* [Lustre-devel] Doubly indexed tree / changelogs
@ 2008-09-21 23:40 Peter Braam
2008-09-22 5:52 ` Alex Zhuravlev
` (2 more replies)
0 siblings, 3 replies; 12+ messages in thread
From: Peter Braam @ 2008-09-21 23:40 UTC (permalink / raw)
To: lustre-devel
Hi Nikita, Nathan -
After some pondering I have come to two conclusions.
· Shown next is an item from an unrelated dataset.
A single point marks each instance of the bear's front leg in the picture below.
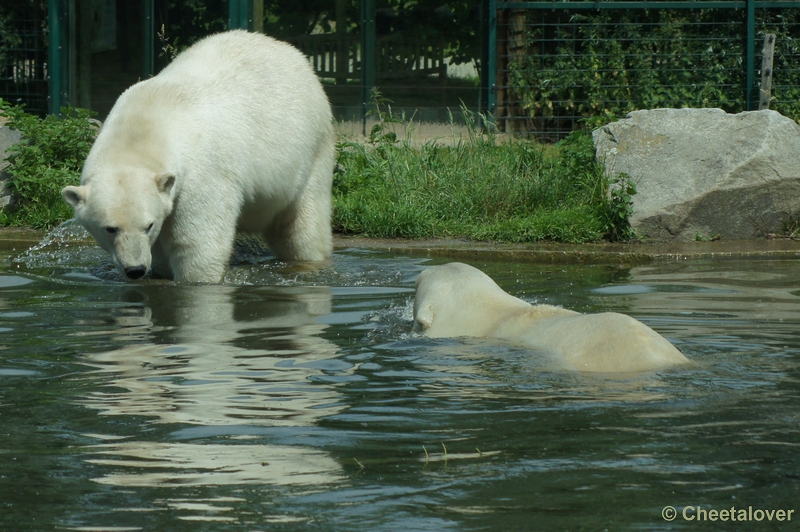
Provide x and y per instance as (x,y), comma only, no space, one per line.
(200,251)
To encode filesets, we need a tree that makes two iterations fast:
1. list all filesets that contain a certain object
2. list all objects in a certain fileset
Is there a doubly indexed tree for this?
Secondly, to make the changelogs useful and scalable for filesets we will
need to be able to list all changelog entries associated with a certain
inode efficiently. I see two ways to do this ? one is an auxiliary
directory file mapping inodes to many changelog entries, the second is to
embed forward and backward pointers in the changelog entries to build a
linked list rooted at the inode (using an EA in the inode pointing to the
first and last element of the list). Both have some overheads. What are
your thoughts?
Peter
-------------- next part --------------
An HTML attachment was scrubbed...
URL: <http://lists.lustre.org/pipermail/lustre-devel-lustre.org/attachments/20080922/8c54f19d/attachment.htm>
^ permalink raw reply [flat|nested] 12+ messages in thread
* [Lustre-devel] Doubly indexed tree / changelogs
2008-09-21 23:40 [Lustre-devel] Doubly indexed tree / changelogs Peter Braam
@ 2008-09-22 5:52 ` Alex Zhuravlev
2008-09-22 6:58 ` Peter Braam
2008-09-23 3:49 ` Nathaniel Rutman
2008-09-23 7:38 ` Nikita Danilov
2 siblings, 1 reply; 12+ messages in thread
From: Alex Zhuravlev @ 2008-09-22 5:52 UTC (permalink / raw)
To: lustre-devel
can object migrate between filesets? if not, we probably
can use fid's sequence as a record in that index?
thanks, Alex
Peter Braam wrote:
> Hi Nikita, Nathan -
>
> After some pondering I have come to two conclusions.
>
> To encode filesets, we need a tree that makes two iterations fast:
>
> 1. list all filesets that contain a certain object
> 2. list all objects in a certain fileset
>
>
> Is there a doubly indexed tree for this?
>
> Secondly, to make the changelogs useful and scalable for filesets we
> will need to be able to list all changelog entries associated with a
> certain inode efficiently. I see two ways to do this ? one is an
> auxiliary directory file mapping inodes to many changelog entries, the
> second is to embed forward and backward pointers in the changelog
> entries to build a linked list rooted at the inode (using an EA in the
> inode pointing to the first and last element of the list). Both have
> some overheads. What are your thoughts?
>
> Peter
>
>
> ------------------------------------------------------------------------
>
> _______________________________________________
> Lustre-devel mailing list
> Lustre-devel at lists.lustre.org
> http://lists.lustre.org/mailman/listinfo/lustre-devel
^ permalink raw reply [flat|nested] 12+ messages in thread
* [Lustre-devel] Doubly indexed tree / changelogs
2008-09-22 5:52 ` Alex Zhuravlev
@ 2008-09-22 6:58 ` Peter Braam
2008-09-22 7:05 ` Alex Zhuravlev
0 siblings, 1 reply; 12+ messages in thread
From: Peter Braam @ 2008-09-22 6:58 UTC (permalink / raw)
To: lustre-devel
Objects can be in many filesets, and be added to some, removed from others.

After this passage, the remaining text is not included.